Hoy me pasaré
casi todo el día pegado a la pantalla del ordenador. Tengo programadas tres
largas conferencias Zoom: dos por la mañana y una por la tarde. Y algo
parecido sucederá el martes. Llevo meses en este plan. Los viajes de antes han
sido sustituidos por las videoconferencias de ahora. Casi todos mis amigos que
en estos meses han aumentado el consumo digital suelen concordar en que una
videoconferencia no es lo mismo que un encuentro “in person”, como les gusta
decir a los ingleses. Si ya no nos besamos ni nos abrazamos, si hemos reducido
al mínimo los encuentros presenciales, si la pantalla se ha convertido en
nuestro campo de juego ¿qué nos cabe esperar? ¿Qué consecuencias tendrá todo
esto en nuestra manera de entender y vivir las relaciones personales y
laborales? ¿Estamos psicológicamente preparados para tanta virtualidad? Me hago
estas preguntas a menos de tres semanas de la Navidad, que es la fiesta menos “virtual”
que uno se pueda imaginar porque lo que celebramos es que “la Palabra se
hizo carne” (Jn 1,14); es decir, el Dios invisible e intocable se puso a nuestro
alcance, a ras de tierra. Por eso, la espiritualidad cristiana es tan “carnal”,
en el más recio sentido de la palabra. No se pierde en fantasías o
elucubraciones. Jesucristo no es un holograma, sino una persona de carne y
hueso.
Uno de los
grandes riesgos de las espiritualidades modernas que están floreciendo por doquier
es una cierta tendencia al gnosticismo.
Los gnósticos consideraban que la salvación se logra a través del conocimiento
directo de la divinidad suprema en la forma de intuiciones místicas o
esotéricas. Las “mediaciones materiales” constituyen un estorbo. No hay nada
más opuesto a la fe cristiana, que pivota en torno al Misterio de la “encarnación”

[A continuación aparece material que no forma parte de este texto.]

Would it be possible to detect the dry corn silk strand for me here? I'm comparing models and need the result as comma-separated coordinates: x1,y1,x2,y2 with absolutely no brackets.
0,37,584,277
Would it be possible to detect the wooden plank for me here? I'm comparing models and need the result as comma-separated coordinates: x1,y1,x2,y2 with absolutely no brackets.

(¡extraña palabra!) de Dios. Hace tres años, glosé un himno
litúrgico que describe con particular belleza este misterio. Rescato
una de sus estrofas:
Hombre quisiste hacerme, no desnuda
inmaterialidad de pensamiento.
Soy una encarnación diminutiva;
el arte, resplandor que toma cuerpo:
la palabra es la carne de la idea:
¡Encarnación es todo el universo!
¡Y el que puso esta ley en nuestra nada
hizo carne su verbo!
Así: tangible, humano,
fraterno.
Me preocupa que
la cultura digital en la que estamos inmersos nos vaya reduciendo de “encarnación
diminutiva” a “algoritmo complicado”, nos haga olvidar que “encarnación es todo
el universo”. Y − lo que es peor – que nos robe al Cristo “tangible, humano, fraterno”. Si así fuera,
nuestra espiritualidad se volvería intangible, inhumana, hostil. Si algo
necesitamos en este tiempo de pandemia, es prepararnos para una Navidad que se
parezca lo más posible a la original. Por eso, no me preocupa mucho que este
año no se puedan organizar las cenas dispendiosas y muy concurridas de Nochebuena
o que se restrinjan los viajes y las celebraciones públicas. Lo que me preocupa
es que reduzcamos el Misterio a una serie de memes graciosos que se envían por WhatsApp
o a una multiplicación de videoconferencias. ¿Cómo encontrar algunos signos “tangibles,
humanos y fraternos” que nos hagan entender que Dios “se hace ser humano”
en Jesús? Me inclino a pensar que un cierto ayuno digital podría ayudarnos a
fijar nuestra atención en otro tipo de signos más “encarnados”, que son precisamente
los que muchas personas están necesitando en estos tiempos. En las semanas que
faltan para la Navidad, quizá más relajados que otros años en cuanto a compras
y preparativos ¿podríamos preguntarnos qué podemos hacer para que las personas de
nuestro entorno que están más solas o necesitadas experimenten la visita de
Dios? ¿Podríamos hacer una especie de cursillo acelerado para convertirnos en
ángeles de compañía, consolación y esperanza?